As a regulated utility, WEC has the ability to adjust rates to maintain stable financials, even during economic downturns. This is why the stock didn’t crater during the Great Recession, Instead, it declined gently. And although WEC shares have dipped slightly since mid-2022, I see limited downside risk going forward, recession or not.
In Q2 FY24, WEC reported earnings of 67 cents per share and reaffirmed its full-year guidance of $4.80-$4.90 EPS. The company is executing its largest-ever five-year $23.7 billion capital plan. Analysts seem cautiously optimistic, with a consensus moderate buy rating. J.P. Morgan’s Jeremy Tonet maintains a “strong ell” rating, though, with an $84 target. That’s really not much downside.

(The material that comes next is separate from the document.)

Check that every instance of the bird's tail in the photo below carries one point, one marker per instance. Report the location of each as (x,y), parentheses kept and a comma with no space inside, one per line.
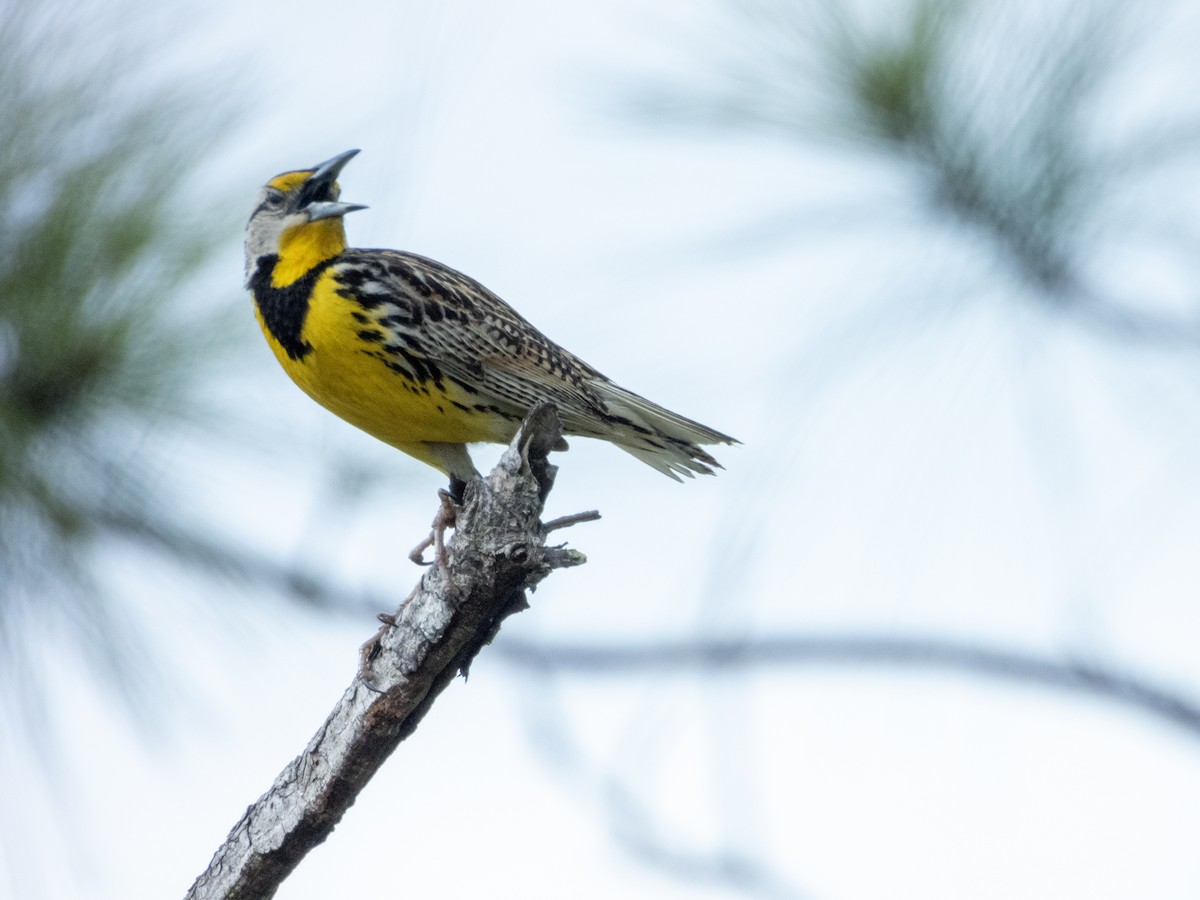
(658,437)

While not flashy, I view WEC as a defensive stalwart that should keep churning out reliable results.
With a 3.7% dividend yield, low-risk projects supporting 6-7% long-term earnings growth and a recession-resistant business model, WEC could be a port in the storm for 2024.
On the date of publication, Omor Ibne Ehsan did not hold (either directly or indirectly) any positions in the securities mentioned in this article. The opinions expressed in this article are those of the writer, subject to the InvestorPlace.com Publishing Guidelines.
On the date of publication, the responsible editor did not have (either directly or indirectly) any positions in the securities mentioned in this article.